For the cadre-based parties, the student wings are a recruitment ground, points out Sabyasachi Basu Ray Chaudhury, professor of political science at the Rabindra Bharati University. "Students have led many national liberation movements like in France and the Vietnam war," he says. Bengal knows it only too well. In the 1960s when the Naxalite movement reared its head, slogans like "Amar Naam, Tomar Naam, Vietnam, Vietnam," reverberated through Bengal. In fact, "Amar Bari, Tomar Bari, Naxalbari, Naxalbari" was an adjunct to it.

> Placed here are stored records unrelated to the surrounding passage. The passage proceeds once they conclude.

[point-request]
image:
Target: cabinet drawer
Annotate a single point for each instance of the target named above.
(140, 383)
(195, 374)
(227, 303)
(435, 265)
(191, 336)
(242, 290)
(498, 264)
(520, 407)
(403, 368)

Students - some of them the best and brightest - quit colleges to join the movement. Landlords, businessmen, politicians and the police were seen as class enemies. When Congress Chief Minister Siddhartha Sankar Ray gave the police a free hand to deal with the armed struggle, they were also eliminated by the dozen. Bengal was in a trance.
Perhaps a scene in Satyajit Ray's Pratidwandi (1970) captures the mood during the time best. Siddhartha, the protagonist, is asked about the most significant event in the last decade at a job interview. His reply: the war in Vietnam (more important than man landing on the moon). Needless to say, Siddhartha didn't get the job.